GIS In Transportation – Research Road Map
Collaborative Decision Making
Fred Laurence Williams (Office of Budget & Policy, FTA) responds to Harvey’s Transport 2.0 article
- Visualize five different “interests” seated around a conference table, viewing a common screen displaying, say, a top-down view of their neighborhood. Each participant, in turn, projects upon the map images and values portraying his or her particular concerns. For example, the advocate for people with disabilities projects layers portraying residences of people in wheelchairs, their typical destinations, etc. Next, the highway engineer projects road bottlenecks on the same screen. You have already alluded to this in your article—it would have been a little better to demonstrate this.
- Now, visualize a dropdown list that invites any viewer or GIS operator to select an economic model to apply to an operator-drawn polygon on the projected map. The model might be a benefit cost analysis calculation that would use remotely available data from the selected polygon (e.g., census income data, auto ownership data, real estate values).
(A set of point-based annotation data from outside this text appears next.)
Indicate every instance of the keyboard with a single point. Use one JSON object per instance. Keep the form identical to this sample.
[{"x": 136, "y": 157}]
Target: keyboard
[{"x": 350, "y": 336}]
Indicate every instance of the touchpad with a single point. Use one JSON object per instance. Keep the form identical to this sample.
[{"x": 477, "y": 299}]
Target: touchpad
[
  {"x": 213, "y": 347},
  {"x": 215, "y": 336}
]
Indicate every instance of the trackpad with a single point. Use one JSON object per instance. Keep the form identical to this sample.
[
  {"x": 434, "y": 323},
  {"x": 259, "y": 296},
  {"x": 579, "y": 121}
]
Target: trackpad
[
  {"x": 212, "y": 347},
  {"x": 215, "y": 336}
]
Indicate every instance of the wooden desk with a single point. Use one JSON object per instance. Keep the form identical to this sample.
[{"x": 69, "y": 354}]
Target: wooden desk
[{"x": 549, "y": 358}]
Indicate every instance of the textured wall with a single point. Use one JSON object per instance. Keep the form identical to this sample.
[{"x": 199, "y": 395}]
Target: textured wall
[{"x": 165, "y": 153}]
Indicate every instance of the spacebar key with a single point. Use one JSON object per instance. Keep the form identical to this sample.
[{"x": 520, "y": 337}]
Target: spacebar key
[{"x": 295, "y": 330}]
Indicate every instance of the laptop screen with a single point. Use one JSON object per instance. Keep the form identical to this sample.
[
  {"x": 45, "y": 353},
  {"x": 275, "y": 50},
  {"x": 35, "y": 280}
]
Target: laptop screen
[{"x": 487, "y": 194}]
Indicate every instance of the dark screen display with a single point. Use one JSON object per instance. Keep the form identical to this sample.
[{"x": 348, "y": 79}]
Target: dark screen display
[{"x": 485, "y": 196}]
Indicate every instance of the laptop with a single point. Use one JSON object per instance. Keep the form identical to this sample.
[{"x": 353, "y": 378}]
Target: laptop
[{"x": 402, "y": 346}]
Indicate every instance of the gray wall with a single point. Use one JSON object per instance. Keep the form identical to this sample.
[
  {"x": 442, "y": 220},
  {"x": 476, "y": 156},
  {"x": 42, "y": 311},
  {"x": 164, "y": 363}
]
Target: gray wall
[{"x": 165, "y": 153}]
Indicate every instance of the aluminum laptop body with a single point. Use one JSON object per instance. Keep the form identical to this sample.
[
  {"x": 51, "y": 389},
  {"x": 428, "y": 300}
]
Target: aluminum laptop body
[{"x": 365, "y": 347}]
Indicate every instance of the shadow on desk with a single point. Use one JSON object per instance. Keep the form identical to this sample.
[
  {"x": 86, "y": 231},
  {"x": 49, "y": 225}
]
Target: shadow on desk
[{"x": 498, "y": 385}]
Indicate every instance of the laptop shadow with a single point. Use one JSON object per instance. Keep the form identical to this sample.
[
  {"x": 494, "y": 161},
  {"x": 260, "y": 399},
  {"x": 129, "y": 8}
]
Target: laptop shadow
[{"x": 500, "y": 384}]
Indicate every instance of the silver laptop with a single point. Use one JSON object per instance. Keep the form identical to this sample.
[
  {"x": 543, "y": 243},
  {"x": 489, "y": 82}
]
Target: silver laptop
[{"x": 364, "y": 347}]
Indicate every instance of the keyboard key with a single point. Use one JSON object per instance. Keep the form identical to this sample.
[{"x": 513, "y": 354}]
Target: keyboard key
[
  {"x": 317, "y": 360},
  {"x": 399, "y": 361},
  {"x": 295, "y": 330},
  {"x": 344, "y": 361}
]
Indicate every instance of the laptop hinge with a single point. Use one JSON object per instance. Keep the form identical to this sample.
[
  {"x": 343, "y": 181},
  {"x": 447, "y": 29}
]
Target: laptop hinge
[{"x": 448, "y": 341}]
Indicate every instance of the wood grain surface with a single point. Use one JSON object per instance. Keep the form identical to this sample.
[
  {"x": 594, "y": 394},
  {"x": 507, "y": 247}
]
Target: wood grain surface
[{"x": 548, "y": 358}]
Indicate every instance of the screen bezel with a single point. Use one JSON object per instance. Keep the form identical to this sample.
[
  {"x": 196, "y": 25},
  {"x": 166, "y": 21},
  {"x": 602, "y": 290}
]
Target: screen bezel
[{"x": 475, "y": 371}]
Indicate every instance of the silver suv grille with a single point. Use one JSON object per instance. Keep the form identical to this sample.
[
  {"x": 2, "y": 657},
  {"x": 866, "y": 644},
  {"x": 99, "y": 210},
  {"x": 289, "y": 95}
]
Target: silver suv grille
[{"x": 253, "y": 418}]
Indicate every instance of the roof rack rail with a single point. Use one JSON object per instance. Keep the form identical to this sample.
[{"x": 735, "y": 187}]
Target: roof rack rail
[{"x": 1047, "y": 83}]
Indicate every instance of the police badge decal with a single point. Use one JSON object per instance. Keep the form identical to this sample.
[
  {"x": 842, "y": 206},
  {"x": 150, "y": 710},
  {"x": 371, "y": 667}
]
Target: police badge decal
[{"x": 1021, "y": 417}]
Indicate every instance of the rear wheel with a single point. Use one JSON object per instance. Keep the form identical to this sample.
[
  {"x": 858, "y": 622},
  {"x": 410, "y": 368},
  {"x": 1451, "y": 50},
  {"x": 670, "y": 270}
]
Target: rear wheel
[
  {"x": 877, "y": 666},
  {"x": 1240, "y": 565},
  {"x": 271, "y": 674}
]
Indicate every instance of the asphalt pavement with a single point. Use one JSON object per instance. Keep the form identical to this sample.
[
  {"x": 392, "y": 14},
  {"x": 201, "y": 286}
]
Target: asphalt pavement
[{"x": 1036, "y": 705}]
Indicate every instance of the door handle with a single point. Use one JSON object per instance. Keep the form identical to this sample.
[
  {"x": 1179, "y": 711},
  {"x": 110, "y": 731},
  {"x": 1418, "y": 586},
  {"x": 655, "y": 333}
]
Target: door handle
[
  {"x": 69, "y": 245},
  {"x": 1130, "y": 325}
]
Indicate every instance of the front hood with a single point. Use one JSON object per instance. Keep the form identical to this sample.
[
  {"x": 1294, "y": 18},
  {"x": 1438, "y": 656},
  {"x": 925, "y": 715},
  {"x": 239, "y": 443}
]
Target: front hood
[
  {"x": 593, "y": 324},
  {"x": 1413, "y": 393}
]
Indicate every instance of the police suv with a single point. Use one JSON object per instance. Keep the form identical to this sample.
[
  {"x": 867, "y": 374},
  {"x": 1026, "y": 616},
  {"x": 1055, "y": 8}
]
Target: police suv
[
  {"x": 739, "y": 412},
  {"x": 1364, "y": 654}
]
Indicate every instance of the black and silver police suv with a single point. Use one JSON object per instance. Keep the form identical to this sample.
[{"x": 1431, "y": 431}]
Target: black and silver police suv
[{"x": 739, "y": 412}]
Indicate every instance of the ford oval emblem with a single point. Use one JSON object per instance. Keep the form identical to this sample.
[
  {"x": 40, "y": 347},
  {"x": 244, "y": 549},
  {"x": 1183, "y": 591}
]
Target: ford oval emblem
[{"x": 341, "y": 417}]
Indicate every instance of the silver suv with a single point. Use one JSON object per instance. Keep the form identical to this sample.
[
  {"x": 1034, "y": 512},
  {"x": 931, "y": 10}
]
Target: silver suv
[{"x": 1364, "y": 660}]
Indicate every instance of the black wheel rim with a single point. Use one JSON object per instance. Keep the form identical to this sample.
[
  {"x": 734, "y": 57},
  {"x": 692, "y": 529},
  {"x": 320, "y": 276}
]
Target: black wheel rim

The highway engineer could show average time lost to bottlenecks each day, and their economic cost, and the cost of fixing the bottlenecks, and which population in the neighborhood would reap most of the benefits of reduced bottlenecks, ad infinitum. Using these data, the model would generate the costs and benefits of elected transport interventions. (Actually, we have developed one such application, using Portland, OR data).
Over time, the mirror worlds could conceivable extend to a kind of “reification” of analytical segments of earth surfaces, segments that would “function” in mathematical terms, allowing the analyst to apply models to draw conclusions, e.g., oops, Harvey’s neighborhood GDP was growing 2.3 percent per year until the recession hit 13 of his neighbors, reducing the neighborhood GDP to the national average, all in “real” time, drawing from remote databases.